# 0. Imports

In [2]:
import os
import torch
from PIL import Image
from src.dataset_and_loader.loader import get_transform
from src.dataset_and_loader.dataset import RecipeDataset
from src.dataset_and_loader.loader import dataset_loader
from src.model import FusionModel, InfoNCELoss
from src.utils.save import load_model
from src.pipeline import train_and_validate_model
from src.reterival import retrieve
from src.utils.plot import show_image
from src.utils.utils import count_trainable_params, count_total_params
from src.pipeline import encode_texts_in_batches, build_images_in_batches

# 1. Hyperparameters

In [3]:
IMAGE_SIZE = 224
BATCH_SIZE = 16
LEARNING_RATE = 3e-5 #1e-4
TEMPERATURE = 0.05 #0.05
MODEL_PATH = "fusion_model.pth"
device = "mps" if torch.backends.mps.is_available() else "cpu"

# 2. Dataset and DataLoader

In [4]:
base_dir = os.getcwd()
csv_path = os.path.join(base_dir, "data", "Food Ingredients and Recipe Dataset with Image Name Mapping.csv")
image_dir = os.path.join(base_dir, "data", "Food Images")

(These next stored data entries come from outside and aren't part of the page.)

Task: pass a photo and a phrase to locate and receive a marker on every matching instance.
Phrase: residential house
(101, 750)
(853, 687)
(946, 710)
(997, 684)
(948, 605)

train_transform, val_transform = get_transform(IMAGE_SIZE)
full_dataset = RecipeDataset(csv_file=csv_path, image_dir=image_dir, transform=train_transform)
train_loader, val_loader = dataset_loader(full_dataset, train_transform, val_transform, BATCH_SIZE)

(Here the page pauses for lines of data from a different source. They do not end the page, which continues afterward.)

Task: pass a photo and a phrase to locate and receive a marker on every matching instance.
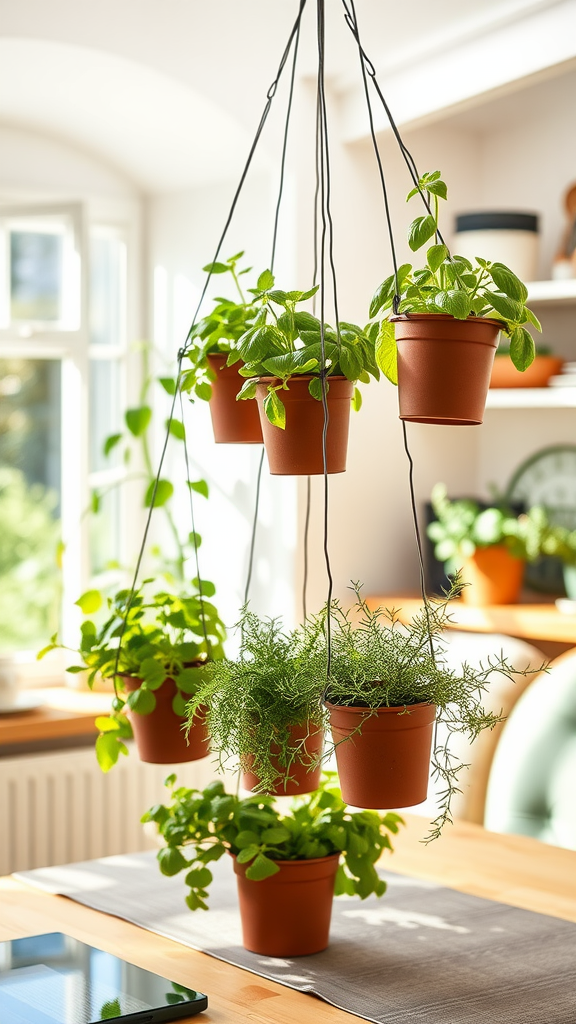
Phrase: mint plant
(199, 826)
(451, 285)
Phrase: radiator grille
(57, 808)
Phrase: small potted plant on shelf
(439, 344)
(488, 546)
(213, 374)
(166, 641)
(263, 711)
(388, 684)
(282, 356)
(287, 865)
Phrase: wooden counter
(65, 714)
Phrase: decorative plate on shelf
(548, 478)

Train size: 10800, Val size: 2701


# 3. Initializations

In [5]:
model = FusionModel(device=device)
optimizer = torch.optim.Adam(model.parameters(), lr=LEARNING_RATE)
loss_fun = InfoNCELoss(temperature=TEMPERATURE)

In [6]:
model, optimizer, last_epoch = load_model(model, optimizer, path=MODEL_PATH, device=device)

In [7]:
if last_epoch > 1:
    last_epoch += 1
print(f"last epoch: {last_epoch}")

last epoch: 1


In [8]:
print(f"Trainable params: {count_trainable_params(model)}")
print(f"Total params: {count_total_params(model)}")

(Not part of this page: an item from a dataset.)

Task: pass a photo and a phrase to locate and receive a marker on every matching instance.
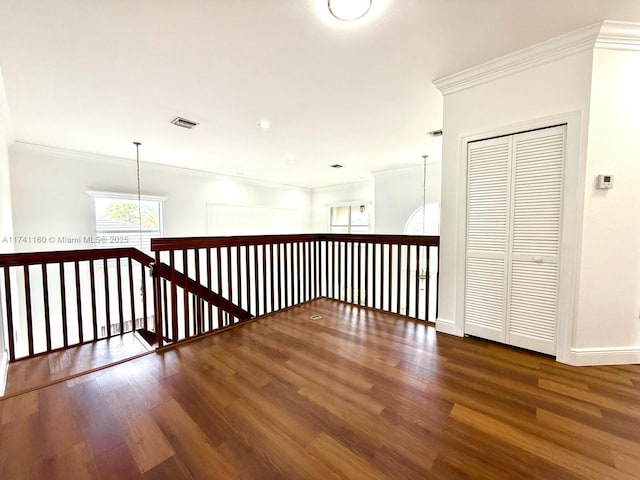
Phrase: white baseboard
(446, 326)
(4, 368)
(605, 356)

Trainable params: 159910976
Total params: 159910976


# 4. Train and Validate Model

In [None]:
TRAIN_NEXT_EPOCHS = 5
pre_last_epoch = last_epoch
train_and_validate_model(
    model, train_loader, val_loader,
    optimizer, loss_fun, device,
    start_epoch=pre_last_epoch,
    epochs=TRAIN_NEXT_EPOCHS,
    save_path=MODEL_PATH
)

Total epochs: 5
Epoch [1]


Training: 100%|██████████| 675/675 [12:58<00:00,  1.15s/it]


Training Loss: 4.9765


Validating: 100%|██████████| 169/169 [00:59<00:00,  2.83it/s]


Validation Loss: 3.7709
Text->Image: R@1 0.020, R@5 0.053, R@10 0.087, MedR 166.000, MRR 0.046
Text->LongText: R@1 0.073, R@5 0.217, R@10 0.320, MedR 31.000, MRR 0.152
Image->Text: R@1 0.016, R@5 0.057, R@10 0.096, MedR 157.000, MRR 0.046
Image->LongText: R@1 0.024, R@5 0.074, R@10 0.122, MedR 97.000, MRR 0.062
Model saved to fusion_model.pth
Loss saved to metrics/training_and_validation_loss_log.csv
Retrieval Metrics saved to metrics/retrieval_metrics_log.csv
Epoch [2]


Training:  30%|███       | 203/675 [03:24<08:16,  1.05s/it]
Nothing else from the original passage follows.